Couchbase high durability


#21

But, I think I get what you’re asking. Assuming your application never crashes, and you never lose your network connection to the Couchbase cluster, what specifically can you do to improve durability with Couchbase. Is that right?

Yes, My main issue is when I told my end user that transaction is completed, it must not lost, If they see history of transaction they can see completed transaction any time after my confirmation, no matter what happens, It must be durable after confirmation or no confirmation send to end user if we cannot ensure durability

I know that your example is idempotent, But I don’t get how it can help me, I know that Idempotency is the solution of my problem, I don’t get how exactly to implement it

See https://blog.couchbase.com/multi-document-transactions-acid-couchbase-2/
My logic is more complex than what is in blog’s tutorial, let’s change States a bit

public enum TransactionStates
{
    Initial = 0,
    Pending = 1,
    Committed = 2,
    Done = 3,
    Cancelling = 4,
    Cancelled = 5,
    Failing = 6,
    Failed = 7
}

If transaction remains more than 15 minutes in processing we must go to failing

My concern is just done state, I want to create a mechanism that guaranteed we don’t go to the done state unless we can guarantee that it remains on done state or at failure it go to done again

My concern is I cannot create mechanism by Idempotency, all operations that change transaction States is idempotent
But my issue is 15 minutes timeout, and the rare case when the transaction is done by primary node and processing by secondary node , at failure if we restart with secondary node and repeat logic after a while everything is OK, but after 15 minutes , transaction is failing and failed not done , I have a confirmation the end-user that is not correct and there is no way for human reconciliation, so the payee lost the money

How to log it? In a simple file? My application is distributed too, Must I use central log system? Is really needed to log , It convert my app to more complex app


#22

Ah, then I think you’re ok. Saying you’ve got a 1 active+1 replica, and you do your write with ReplicateTo=1. If that write succeeds then, unambiguously, you know it’s reached the active and the replica, and is therefore now persisted. Once you’re done that for all mutations, only then do you can return success to your user. (Under the hood, the SDK is effectively polling the replicas until it knows the mutation has been written.)

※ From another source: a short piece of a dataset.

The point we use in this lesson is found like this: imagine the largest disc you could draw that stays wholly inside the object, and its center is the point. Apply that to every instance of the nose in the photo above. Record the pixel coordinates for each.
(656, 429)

How to log it? In a simple file? My application is distributed too, Must I use central log system? Is really needed to log , It convert my app to more complex app

Well, a banking app, I would think probably is going to be rather complex :slight_smile: Yes, you would need your logging to be reliable, and probably centralised so another instance of your app can take over if needed. Take Couchbase out of the equation. Your end-user clicks a button to start a transfer from one account to another. Do you want to ever lose a record of that event?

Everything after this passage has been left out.